Homefront – Review

Worth seeing: if you don't mind a corny and formulaic thriller by numbers about a single father undercover agent whose past catches up with him
Director:Gary Fleder
Featuring:James Franco, Jason Statham, Kate Bosworth, Clancy Brown, Frank Grillo, Izabela Vidovic, Marcus Hester, Winona Ryder
Length:100 minutes
Certificate:15
Country:US
Released:6th December 2013

WHAT’S IT ABOUT?

Former undercover Drug Enforcement Agency officer Phil Broker (Jason Statham) moves to a quiet small town to escape the wrath of the meth gang leader he put behind bars.

His efforts to keep a low profile are shattered when the school bully picks on his daughter – and ends up with a bloody nose. With her credibility on the line, the bully’s mother Cassie (Kate Bosworth) asks her brother, no-nonsense local criminal boss Bodine (James Franco), to deal with him to restore the family name.

When Bodine finds out about Broker’s past, he decides to turn the whole situation to his advantage, telling the meth gang where Broker is hiding, in the hope that they’ll distribute his product.

But with everyone having their own agenda, nothing goes as planned for anyone.

WHAT’S IT LIKE?

Homefront is about as film-making-by-numbers as you can get. An undercover agent seeking the quiet life to hide from the gang he incarcerated; as a result of events beyond his control, thanks to a bunch of local thugs, his past catches up with him.

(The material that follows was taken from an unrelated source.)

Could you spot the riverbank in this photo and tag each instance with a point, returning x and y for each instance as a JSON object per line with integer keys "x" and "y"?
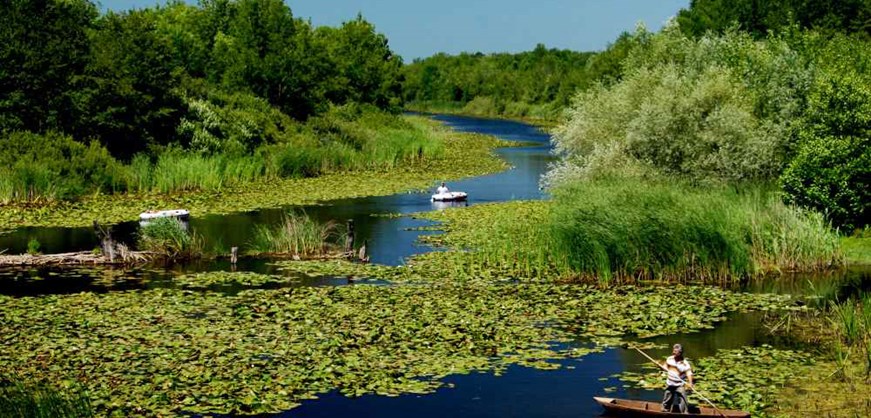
{"x": 452, "y": 108}
{"x": 465, "y": 155}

Oh, and he’s a single father, for good measure.

It’s corny and formulaic beyond belief, entirely populated by good people and bad people – or at the very least, misguided people.

But the action is niftily handled and while there’s no point trying to get too involved in a plot that can be predicted down to the last beat, it’s entertaining enough as a Sunday afternoon B movie.

Jason Statham is better than you might imagine as, unusually, he’s required to add a bit of fatherly emotion to his action persona, but his accent is all over the place – surely an east London cockney accent is going to make you stand out in small-town America – or did he think it was a convincing local lilt?